26 juin 2026

La session ordinaire de la 59è édition de l’Examen d’État ( Exetat ) a pris fin ce jeudi 25 juin en RDC. Les finalistes sont désormais en attente de la publication des résultats devant sanctionner la fin de leur cursus scolaire. Dans la capitale congolaise, à l’occasion de la fin de cette épreuve nationale, certains finalises du secondaire se sont livrés à des comportements qui heurtent les sensibilités.

Des images relayées sur les réseaux sociaux dans certains coins de Kinshasa montrent des Bleu et Blanc avec des tenues qui laissent à désirer sur fond des actes à l’encontre de bonnes moeurs.

Un seul mot: flétrissure.
Les jours se suivent et se ressemblent dqns cette agglomération de pus ou moins 15 millions de personnes. Le comportement affiché par des finalistes contraste avec le bon sens.

Jupes courtes, chemises exposant des soutiens, de longues mèches qui vont jusqu’au niveau du dos à l’instar d’un super guerrier des dessins animés manga du Japon, le tout sur fond de longues chaussettes blanches pour les filles ; de pantalons très serrés pour les uns, trop gros avec taille baisse pour les autres, coiffures avec lignes remarquables, telle est la configuration masculine.

Cerise sur le gâteau, après l’examen, le cliché d’un élève du 4è secondaire fait le tour des réseaux sociaux avec au passage une jupe noire plissée rappelant ainsi l’un des Léopards de la sape, l’influenceur, Mzee Kindingu.

Un problème d’éducation, d’instruction et une aberration

Comment expliquer cet agir de futurs intellectuels du pays, ceux qui sont censés aller à l’université et diriger ce pays demain ? C’est tout simplement aberrant.

Il s’agit ici d’une question à la fois d’éducation et d’instruction, respectivement au niveau familial et scolaire. Ce genre de comportement montre à tel point que les anti-valeurs sont devenues ancrées dans une société kinoise et une jeunesse plongées dans la dépravation des moeurs.

Interrogé sur le comportement immoral des finalistes, père de famille et fonctionnaire de l’État, la cinquantaine révolue, se dit indigné que ce sont maintenant les mêmes pratiques à chaque édition ces derniers temps.

” C’est très grave et triste ce que je vois maintenant chaque année à Kinshasa aux derniers jours de la session ordinaire de l’Examen d’ État. Des élèves qui s’habillent très mal en uniformes, qui écrivent sur leurs uniformes, se livrent à l’immoral au vu et au su. Ils ne sont pas généralement inquiétés par les agents de l’ ordre. Et lors de la publication des résultats, la plupart d’eux réussissent avec de gros pourcentages et avec cette liesse, la course à l’incivisme est hélas à grand échelle , a-t-il regretté.

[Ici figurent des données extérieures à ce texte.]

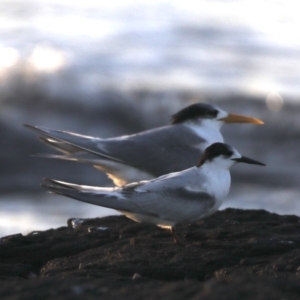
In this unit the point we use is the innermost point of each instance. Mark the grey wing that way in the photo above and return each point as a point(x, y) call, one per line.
point(173, 197)
point(158, 151)
point(180, 205)
point(161, 151)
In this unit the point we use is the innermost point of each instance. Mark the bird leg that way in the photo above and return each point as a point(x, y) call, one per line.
point(175, 237)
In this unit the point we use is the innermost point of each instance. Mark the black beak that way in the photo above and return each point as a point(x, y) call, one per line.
point(248, 161)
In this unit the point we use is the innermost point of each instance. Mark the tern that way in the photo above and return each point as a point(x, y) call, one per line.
point(179, 197)
point(148, 154)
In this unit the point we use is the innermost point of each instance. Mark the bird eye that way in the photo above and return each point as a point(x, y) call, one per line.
point(212, 113)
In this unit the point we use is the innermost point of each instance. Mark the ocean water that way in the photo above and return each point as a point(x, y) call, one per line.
point(76, 52)
point(246, 46)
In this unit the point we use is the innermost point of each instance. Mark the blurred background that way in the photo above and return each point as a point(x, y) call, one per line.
point(107, 68)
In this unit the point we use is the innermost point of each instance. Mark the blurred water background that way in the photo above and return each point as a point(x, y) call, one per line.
point(107, 68)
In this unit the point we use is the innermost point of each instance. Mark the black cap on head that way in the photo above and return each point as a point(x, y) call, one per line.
point(215, 150)
point(194, 111)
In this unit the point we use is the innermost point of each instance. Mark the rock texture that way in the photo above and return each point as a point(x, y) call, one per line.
point(235, 254)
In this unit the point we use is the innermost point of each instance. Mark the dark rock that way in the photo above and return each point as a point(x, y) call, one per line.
point(234, 254)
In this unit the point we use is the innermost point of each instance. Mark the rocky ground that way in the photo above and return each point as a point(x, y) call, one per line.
point(235, 254)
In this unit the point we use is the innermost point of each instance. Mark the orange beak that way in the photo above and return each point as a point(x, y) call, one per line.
point(231, 118)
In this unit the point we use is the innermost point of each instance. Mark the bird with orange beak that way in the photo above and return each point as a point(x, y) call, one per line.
point(148, 154)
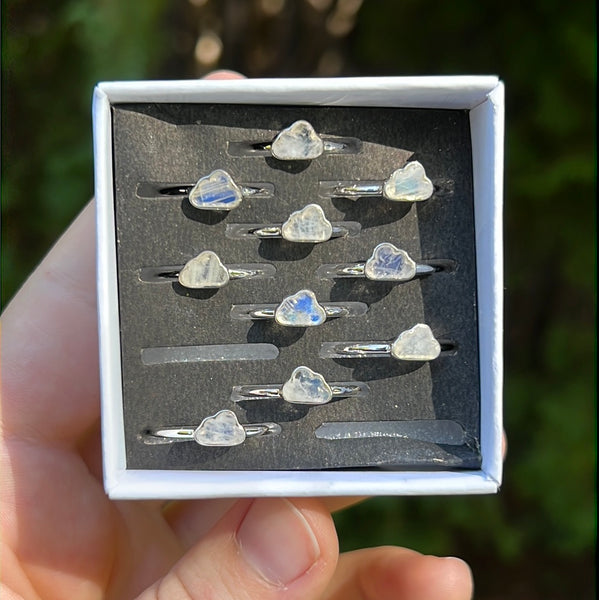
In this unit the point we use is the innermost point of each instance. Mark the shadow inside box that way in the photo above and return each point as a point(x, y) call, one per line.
point(272, 409)
point(207, 217)
point(288, 166)
point(372, 369)
point(276, 409)
point(182, 454)
point(272, 333)
point(360, 290)
point(372, 212)
point(198, 294)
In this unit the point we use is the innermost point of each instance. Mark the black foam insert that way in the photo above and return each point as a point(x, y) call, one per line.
point(179, 143)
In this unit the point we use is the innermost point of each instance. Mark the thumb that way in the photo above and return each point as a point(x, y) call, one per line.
point(263, 549)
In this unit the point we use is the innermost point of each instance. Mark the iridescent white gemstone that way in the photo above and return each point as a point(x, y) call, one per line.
point(222, 429)
point(409, 184)
point(417, 343)
point(204, 271)
point(299, 141)
point(300, 310)
point(308, 225)
point(216, 191)
point(389, 263)
point(306, 387)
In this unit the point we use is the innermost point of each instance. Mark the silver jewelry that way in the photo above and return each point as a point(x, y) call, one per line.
point(415, 344)
point(221, 429)
point(218, 191)
point(215, 191)
point(386, 263)
point(299, 141)
point(301, 309)
point(308, 225)
point(434, 431)
point(305, 386)
point(407, 184)
point(206, 271)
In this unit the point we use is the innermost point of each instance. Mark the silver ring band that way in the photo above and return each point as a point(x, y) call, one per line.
point(407, 184)
point(304, 386)
point(221, 429)
point(205, 271)
point(387, 263)
point(301, 309)
point(415, 344)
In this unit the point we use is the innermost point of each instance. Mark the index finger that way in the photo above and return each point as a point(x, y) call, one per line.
point(50, 381)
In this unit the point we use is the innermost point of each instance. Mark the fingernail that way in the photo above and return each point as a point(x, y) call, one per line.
point(277, 541)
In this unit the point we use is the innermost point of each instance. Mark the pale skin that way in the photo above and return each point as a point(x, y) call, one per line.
point(62, 537)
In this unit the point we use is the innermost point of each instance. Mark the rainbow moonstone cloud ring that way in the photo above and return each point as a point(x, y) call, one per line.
point(407, 184)
point(415, 344)
point(301, 309)
point(304, 386)
point(308, 225)
point(386, 263)
point(299, 141)
point(206, 271)
point(221, 429)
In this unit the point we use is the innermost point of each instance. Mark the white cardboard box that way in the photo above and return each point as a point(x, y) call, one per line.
point(483, 98)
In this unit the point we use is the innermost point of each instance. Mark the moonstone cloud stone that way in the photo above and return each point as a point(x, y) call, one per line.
point(299, 141)
point(409, 184)
point(306, 387)
point(300, 310)
point(222, 429)
point(204, 271)
point(216, 191)
point(417, 343)
point(389, 263)
point(308, 225)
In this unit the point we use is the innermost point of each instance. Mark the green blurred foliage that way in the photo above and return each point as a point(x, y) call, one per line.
point(536, 538)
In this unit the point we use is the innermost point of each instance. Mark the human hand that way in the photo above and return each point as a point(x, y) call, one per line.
point(63, 538)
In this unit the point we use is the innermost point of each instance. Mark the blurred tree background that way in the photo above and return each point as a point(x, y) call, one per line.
point(536, 538)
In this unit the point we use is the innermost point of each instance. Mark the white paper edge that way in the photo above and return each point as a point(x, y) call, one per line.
point(453, 92)
point(113, 441)
point(179, 485)
point(487, 127)
point(482, 94)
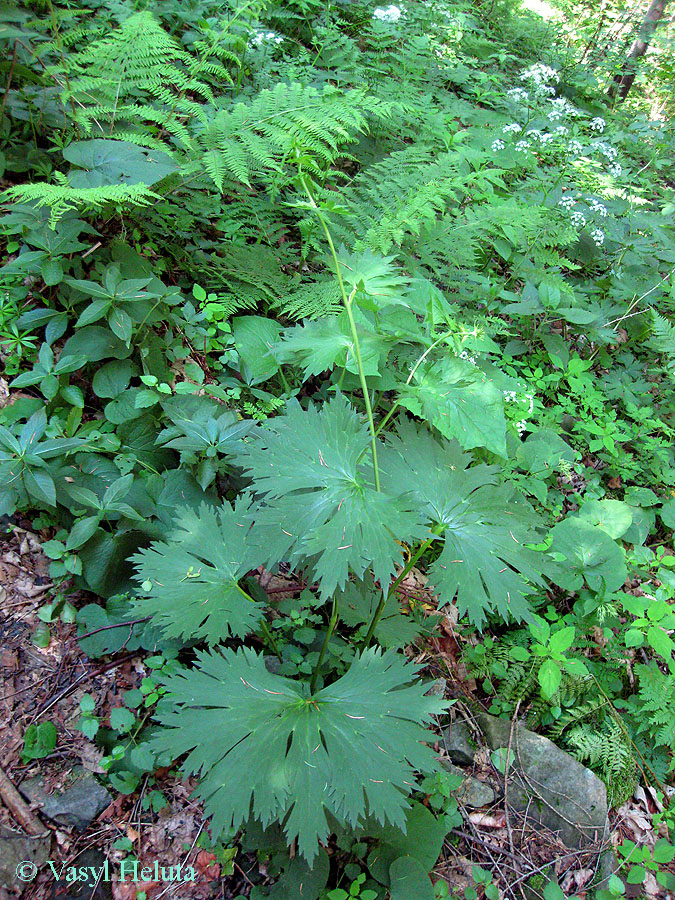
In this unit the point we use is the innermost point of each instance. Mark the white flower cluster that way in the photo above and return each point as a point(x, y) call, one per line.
point(518, 94)
point(561, 107)
point(266, 36)
point(540, 74)
point(595, 206)
point(606, 150)
point(390, 14)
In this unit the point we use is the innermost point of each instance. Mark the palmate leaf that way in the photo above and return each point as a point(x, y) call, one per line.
point(461, 402)
point(484, 524)
point(194, 576)
point(320, 503)
point(350, 749)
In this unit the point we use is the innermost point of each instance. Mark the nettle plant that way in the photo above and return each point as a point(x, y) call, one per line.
point(337, 498)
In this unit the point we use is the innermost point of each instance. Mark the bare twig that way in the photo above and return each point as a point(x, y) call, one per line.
point(19, 808)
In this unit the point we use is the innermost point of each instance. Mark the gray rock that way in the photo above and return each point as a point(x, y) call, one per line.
point(76, 806)
point(437, 688)
point(93, 888)
point(471, 792)
point(554, 788)
point(459, 743)
point(16, 848)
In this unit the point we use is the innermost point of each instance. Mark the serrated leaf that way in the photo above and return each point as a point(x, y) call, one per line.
point(591, 555)
point(549, 677)
point(195, 575)
point(320, 501)
point(484, 525)
point(351, 749)
point(321, 344)
point(459, 400)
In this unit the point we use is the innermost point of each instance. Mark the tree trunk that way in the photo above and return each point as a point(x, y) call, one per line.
point(623, 80)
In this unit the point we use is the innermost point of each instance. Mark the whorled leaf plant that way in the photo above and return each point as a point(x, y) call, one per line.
point(336, 499)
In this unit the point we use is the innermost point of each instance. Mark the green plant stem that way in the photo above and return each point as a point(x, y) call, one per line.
point(436, 530)
point(419, 362)
point(263, 625)
point(347, 301)
point(332, 622)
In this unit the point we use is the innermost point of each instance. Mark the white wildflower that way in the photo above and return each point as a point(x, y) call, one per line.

L’ influence négative des réseaux sociaux

Pour un professeur du Collège Frère Zuza dans la commune de Kintambo.
Il fait mention à un problème d’éducation de base, la démission des parents et l’influence négative des réseaux sociaux.

À première vue, un problème l’éducation de base se pose, c’est le fondement de tout. Puis il y a l’école, la rigueur doit être observée avec les professeurs, les éducateurs. Si il y a un laxisme au niveau du travail, de la discipline, et qu’en revanche on propose la facilité en exigeant de l’argent comme visa pour la réussite. En face, l’élève sait le comprendre, ce genre d’attitude n’honore personne : ni les élèves concernés, les éducateurs que nous sommes, leurs écoles et les personnes bien éduquées dans la société. Plusieurs parents sont démissionnaires dans l’éducation des enfants. À cela s’ajoute l’impact négatif à l’ère du numérique avec les fameux influenceurs. C’est ahurissant“, a-t-il fustigé.

    Le même refrain 

À Kinshasa, l’on observe un accoutrement des élèves du 4è secondaire même au niveau de l’Exetat et des actes inciviques à quasiment chaque édition. C’est le même refrain voire la même chanson au vu et au su des parents, éducateurs. L’ État via le ministère de l’ Éducation Nationale et de la Nouvelle Citoyenneté ne réagit pas pour tordre le cou à cette mauvaise pratique qui prend forme dans la société congolaise en général et kinoise en particulier. ” Aux grands maux, les grands remèdes” dit-on.

La session ordinaire de l’ Exetat édition 2026 s’est déroulée du lundi 22 au jeudi 25 juin en RDC. La hors-session a été lancée le lundi 04 mai courant par la dissertation.
Place au traitement des copies, la correction des items pour la publication des résultats qui interviendra inéluctablement avec une vitesse de croisière.